It is feared care homes could be administering drugs to make life easier for staff, and charities have demanded that the regulations be tightened.

Dr David Lyons, the Scottish Executive's mental health tsar, is poised to launch a formal consultation on the issue.

But doctors' leaders last night defended the activities of care homes, saying it was ethical to use drugs where patients were incapable of making the decision for themselves, and that care home staff would give drugs without consent only where it was absolutely necessary.

The Care Commission research, carried out earlier this year and released to campaigner Hunter Watson, revealed that of 101 care homes surveyed across Scotland, 14 admitted administering drugs "covertly".

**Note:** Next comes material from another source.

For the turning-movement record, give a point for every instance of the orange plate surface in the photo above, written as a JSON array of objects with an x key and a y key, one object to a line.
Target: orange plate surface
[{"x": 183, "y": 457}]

With 1,500 care homes across Scotland housing 38,500 people, it suggests more than 200 could be giving drugs to their residents without consent.

A spokesman for the Care Commission said the figures, compiled from pre-inspection reports, gave only a "snapshot". Details would soon be put on computer, allowing a more complete view of the practice.

"Every care provider has a legal responsibility to keep full records of cases where medication is administered without the consent of the service user," he said. "We monitor that as part of our regulatory activities.

"There is no statutory responsibility for the Care Commission to analyse the data on this issue. In fact, the records are currently kept in paper format, meaning we can only provide a basic snapshot of this process as provided to Mr Watson.

"However, as of April 2006, we introduced a new system which means care providers will submit this information, allowing greater understanding of the scale of this process."

Mr Watson, 70, from Aberdeen, requested the figures after his 90-year-old mother was twice given drugs without her consent at a care home in the North-east. He said the data meant hundreds of people in Scotland were being given drugs covertly in their food and drink.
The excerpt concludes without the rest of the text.